Electronic Devices at the Atomic Limit

14/04/2016 @ 2:30 PM – 3:30 PM Asia/Singapore Timezone
S16 Level 6 – Theory conference room

Speaker: Bent Weber
Affiliation: Monash University, Australia
Abstract Details: One of the most intriguing directions in Nanotechnology is the manipulation of individual atoms in the solid state to create functional atomic-scale electronic devices. I will show that such devices can be fabricated using scanning tunnelling microscopy (STM), and that their electronic properties can be made accessible by STM and electron transport measurements down to sub-Kelvin temperatures.

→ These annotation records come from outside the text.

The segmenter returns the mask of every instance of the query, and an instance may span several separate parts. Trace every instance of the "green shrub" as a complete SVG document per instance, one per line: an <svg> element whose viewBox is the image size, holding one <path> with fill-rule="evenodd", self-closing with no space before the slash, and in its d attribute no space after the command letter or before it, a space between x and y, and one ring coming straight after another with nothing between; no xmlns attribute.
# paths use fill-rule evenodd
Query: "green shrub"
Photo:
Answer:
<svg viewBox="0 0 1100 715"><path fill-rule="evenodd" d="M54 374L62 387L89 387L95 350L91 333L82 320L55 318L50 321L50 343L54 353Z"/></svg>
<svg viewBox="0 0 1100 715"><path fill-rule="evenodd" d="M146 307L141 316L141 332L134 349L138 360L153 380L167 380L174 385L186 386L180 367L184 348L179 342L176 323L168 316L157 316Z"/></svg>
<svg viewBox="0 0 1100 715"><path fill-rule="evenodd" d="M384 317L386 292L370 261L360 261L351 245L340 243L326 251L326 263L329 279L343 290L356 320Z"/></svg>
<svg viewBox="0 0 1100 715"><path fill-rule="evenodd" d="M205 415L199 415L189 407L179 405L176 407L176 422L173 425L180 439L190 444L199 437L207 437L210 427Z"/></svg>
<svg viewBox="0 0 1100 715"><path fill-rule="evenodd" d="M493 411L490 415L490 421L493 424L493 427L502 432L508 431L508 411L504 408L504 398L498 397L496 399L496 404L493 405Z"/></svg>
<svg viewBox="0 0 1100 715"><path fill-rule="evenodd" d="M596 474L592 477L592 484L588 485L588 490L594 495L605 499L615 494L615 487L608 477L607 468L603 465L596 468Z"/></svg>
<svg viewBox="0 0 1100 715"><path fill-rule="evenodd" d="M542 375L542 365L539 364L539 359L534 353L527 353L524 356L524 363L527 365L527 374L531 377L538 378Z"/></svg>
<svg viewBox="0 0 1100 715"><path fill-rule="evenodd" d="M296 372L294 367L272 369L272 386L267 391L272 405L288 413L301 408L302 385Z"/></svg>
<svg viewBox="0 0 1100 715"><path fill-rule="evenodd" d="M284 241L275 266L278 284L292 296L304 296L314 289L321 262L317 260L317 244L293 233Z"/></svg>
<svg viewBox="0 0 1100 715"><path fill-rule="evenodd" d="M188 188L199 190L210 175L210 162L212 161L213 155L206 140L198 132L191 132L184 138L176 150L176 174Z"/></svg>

To this end I will introduce a range of atomic-scale silicon devices, fabricated by a unique combination of STM hydrogen lithography, phosphorus delta-doping and molecular beam epitaxy. Building up from basic components such as atomic-scale wiring and few-atom quantum dots, I will show how these structures can be integrated to construct complex circuits allowing the time-resolved electrical detection individual electron spins for silicon quantum information processing.

I will provide a brief outlook on progress towards the atomic-scale nanostructuring of next- generation electronic materials such as graphene and the layered transition metal dichalcogenides (TMDCs).

About the Speaker: Bent received his Ph.D. from the University of New South Wales (UNSW) in Sydney, Australia. As part of the Centre for Quantum Computation and Communication Technology (CQC2T), he has made contributed to the development of an atomic-precision fabrication scheme for the engineering of atomic-scale electronic devices for spin-based quantum information processing. In his current role at the Centre for Atomically Thin Materials (MCATM), Monash University, Bent is applying his expertise in atomic-scale nanostructuring to the next generation electronic materials graphene and the layered transition metal dichalcogenides (TMDCs). In this role he has recently been awarded with the Discovery Early Career Researcher Award (DECRA) fellowship by the Australian Research Council (ARC).